Daha geçen hafta İngiltere prenseslerinden birinin üstsüz fotoğrafları medyada yer alınca kıyamet koptu. Başta Fransa olmak üzere sansür uygulandı.
Bizim bunları onayladığımız anlamı çıkmasın. Batı düşüncesinin ruhunu vermek bakımından örnek olarak veriyoruz. Konu Müslümanlar ve değerleri olunca durum birden fikir özgürlüğü kapsamına giriyor. Demek oluyor ki, Batı fikir özgürlüğünü kendilerine ve değerlerine karşı olmadıkça bir serbestliği vardır.
Dönemler hâlinde bunu sürekli gündemde tutuyorlar ve bu bilinçli yapılıyor. Aslında bu durum tarihin derinliklerine, tâ Endülüs İslâm uygarlığının dağılmasıyla başlıyor. O zamandan beri sevgili Efendimiz şeytan kılıklı, boynuzlu resmediliyor. Batı kütüphaneleri bu tür eserlerle dolu.
Müslümanlar üzerinde sürekli bir baskı uygulanıyor bu araçlarla. Bunlar Müslümanlar üzerinde kompleks oluştursun diye. Müslümanlar ise bir başka dezenformasyon ile kuşatılmış bulunuyor. Bir yandan dinler arası diyalog, bir yandan medeniyetler arası diyaloglarla Müslümanlar uyutuluyor. Diyalog olgusu da salt Müslümanlar içindir. Müslümanların hıristiyanlara daha hoşgörülü bakmalarını sağlamak için. Müslümanlar bütün peygamberleri peygamber ve kendilerinin olarak kabul ediyorlar. Fakat geçmiş kültürlerin din olmadıkları, bunların dinlerinden uzaklaştıklarını kabul ederler.
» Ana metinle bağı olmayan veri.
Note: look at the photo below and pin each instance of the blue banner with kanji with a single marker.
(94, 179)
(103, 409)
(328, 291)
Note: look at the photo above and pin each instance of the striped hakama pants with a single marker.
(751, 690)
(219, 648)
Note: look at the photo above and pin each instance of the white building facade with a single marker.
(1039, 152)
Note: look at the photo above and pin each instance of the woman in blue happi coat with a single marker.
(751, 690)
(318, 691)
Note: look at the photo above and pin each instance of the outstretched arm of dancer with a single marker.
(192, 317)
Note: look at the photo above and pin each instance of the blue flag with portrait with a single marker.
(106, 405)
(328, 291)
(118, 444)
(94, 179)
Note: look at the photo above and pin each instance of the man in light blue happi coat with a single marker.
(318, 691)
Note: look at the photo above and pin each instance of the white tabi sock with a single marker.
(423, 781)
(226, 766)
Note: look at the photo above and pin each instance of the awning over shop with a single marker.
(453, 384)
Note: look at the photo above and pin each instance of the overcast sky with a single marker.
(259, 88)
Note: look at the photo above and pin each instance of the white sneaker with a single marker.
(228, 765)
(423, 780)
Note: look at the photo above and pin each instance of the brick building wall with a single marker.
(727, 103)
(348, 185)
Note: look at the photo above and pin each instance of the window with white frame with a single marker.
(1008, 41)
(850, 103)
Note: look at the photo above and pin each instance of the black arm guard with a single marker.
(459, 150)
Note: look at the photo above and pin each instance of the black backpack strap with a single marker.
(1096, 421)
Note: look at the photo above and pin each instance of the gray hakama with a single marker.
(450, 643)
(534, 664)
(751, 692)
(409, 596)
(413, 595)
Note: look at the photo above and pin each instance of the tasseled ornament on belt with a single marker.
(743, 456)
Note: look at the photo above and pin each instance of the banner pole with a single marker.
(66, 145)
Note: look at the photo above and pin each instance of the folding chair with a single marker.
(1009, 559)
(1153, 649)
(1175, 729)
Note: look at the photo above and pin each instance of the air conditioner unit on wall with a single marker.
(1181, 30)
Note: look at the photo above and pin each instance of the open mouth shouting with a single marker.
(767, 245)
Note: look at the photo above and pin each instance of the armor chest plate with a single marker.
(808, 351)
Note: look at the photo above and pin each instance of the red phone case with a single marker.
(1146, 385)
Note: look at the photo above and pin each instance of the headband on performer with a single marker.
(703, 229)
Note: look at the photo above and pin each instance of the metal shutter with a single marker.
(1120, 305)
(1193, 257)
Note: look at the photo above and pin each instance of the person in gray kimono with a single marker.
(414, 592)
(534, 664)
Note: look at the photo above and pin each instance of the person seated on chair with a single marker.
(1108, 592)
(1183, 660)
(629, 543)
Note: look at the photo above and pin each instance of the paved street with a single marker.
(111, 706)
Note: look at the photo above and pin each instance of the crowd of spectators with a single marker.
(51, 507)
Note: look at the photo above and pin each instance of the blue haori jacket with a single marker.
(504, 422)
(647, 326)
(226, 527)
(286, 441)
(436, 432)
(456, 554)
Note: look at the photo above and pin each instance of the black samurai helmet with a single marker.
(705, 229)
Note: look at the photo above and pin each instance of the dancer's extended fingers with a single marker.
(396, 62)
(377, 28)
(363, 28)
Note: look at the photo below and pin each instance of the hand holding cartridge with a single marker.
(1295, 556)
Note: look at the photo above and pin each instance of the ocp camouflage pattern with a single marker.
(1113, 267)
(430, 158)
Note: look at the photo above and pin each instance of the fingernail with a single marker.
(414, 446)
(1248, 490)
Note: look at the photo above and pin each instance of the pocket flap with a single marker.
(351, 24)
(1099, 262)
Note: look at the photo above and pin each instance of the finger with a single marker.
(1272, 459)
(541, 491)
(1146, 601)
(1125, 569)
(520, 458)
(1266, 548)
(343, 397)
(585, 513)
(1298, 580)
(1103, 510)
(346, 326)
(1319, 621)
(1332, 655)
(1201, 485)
Zaten batılı bilim adamları da İnciller konusunda aşağı yukarı hem fikirdirler. İncillerin tanrının kitabı olmadığı, bunların birer hatıra kitabı olduklarını kabul ederler. Müslümanlara göre, Tevrat, İncil ve Zebur Allah tarafından elçilerine gönderilmiş kitaplar olduklarını, ama bunların asıl olmadıklarını, tahrif olmuş olduklarını bilirler. Zaten bilim dünyası da şunu kabul eder. İnciller Hz. İsanın ölümünden çok sonra - bu, bir yüzyıla tekabül eder- derlendiği bilinir. İncillerin sayısının çok olduğu bunların İznik Konsülünde 450 civarında olduğu da biliniyor.
Hıristiyan dünyası Kilise tarihi boyunca bu gerçeklerin üzerini örtmek için daha çok Müslümanları hedef alıyor, Müslümanların değerlerini küçümsüyor, aşağılıyor dikkatleri kendilerinden uzaklaştırıyorlar. Bugün bile kilise ile Hıristiyan dünyası arasında sorunlar oluyor. Çünkü insan gerçeğiyle örtüşmeyen durumlar çok rahat gündeme gelebiliyor. Kilise ile laikler arasında ciddi sorunlar sık sık gündeme gelebiliyor.
Türkiyedeki batıcılar da kilise ile yönetenler arasındaki ayrımın ve gerilimin bir benzerinin Müslümanlar arasında görmek istiyorlar. İslâm coğrafyasında cami sektörü, kurumu, devlet konumundaki bir gücü yok. Kilise ile cami benzerliği tamamen yanlış. Kilise Vatikan merkezli tam bir imparatorluk konumunda. Laik bir kurumun bünyesindeki yöneticilerin hiç biri papalık ile eşdeğer değil. Dolayısıyla Müslümanlar ile Hıristiyanlar arasında bir benzerlik yok kesinlikle.
Katolik dünyasının papalık kurumu karanlıklarla, entrikalarla ve olaylarla, cinayetlerle doludur. Papalık tarihine, Orta Çağ hıristiyan dünyasına bakılınca bunlar çok rahat görülebiliyor. İslâm dünyasının ise bu anlamda tertemiz bir geçmişi var. Müslümanlara saldırılar sistemli ve programlıdır. Bilinçli yapılıyor. 11 Eylül olayları da buna dâhildir.